The CNN-RNN Model for Image Caption generation
I have structured this project as a series of 3 notebooks in a sequential order:
- Understanding Dataset and Preprocessing
- Training the CNN + RNN Model
- Inference - Testing the model
The model is trained on The Microsoft Common Objects in Context (MS COCO) dataset is a large-scale dataset for scene understanding. The COCO dataset is one of the largest, publicly available image datasets The dataset is commonly used to train and benchmark object detection, segmentation, and captioning algorithms. You can read more about the dataset on the website.
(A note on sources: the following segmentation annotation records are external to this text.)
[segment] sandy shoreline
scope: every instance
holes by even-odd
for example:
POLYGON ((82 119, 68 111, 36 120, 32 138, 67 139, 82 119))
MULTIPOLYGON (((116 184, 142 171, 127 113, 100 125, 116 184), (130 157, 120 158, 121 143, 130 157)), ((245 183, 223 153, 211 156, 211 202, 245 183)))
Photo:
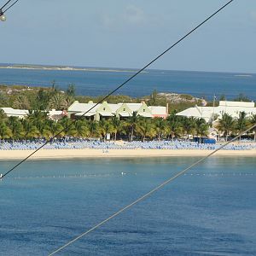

You can refer to each of the notebooks one by one for the complete process outline, that has been documented step by step in each notebook. The first notebook describes the data loading and preprocessing steps which uses helper functions stored in data_loader.py file and vocabulary.py file. The model.py file contains the code for model architecture.
The LSTM decoder: In the project, we pass all our inputs as a sequence to an LSTM. A sequence looks like this: first a feature vector that is extracted from an input image, then a start word, then the next word, the next word, and so on!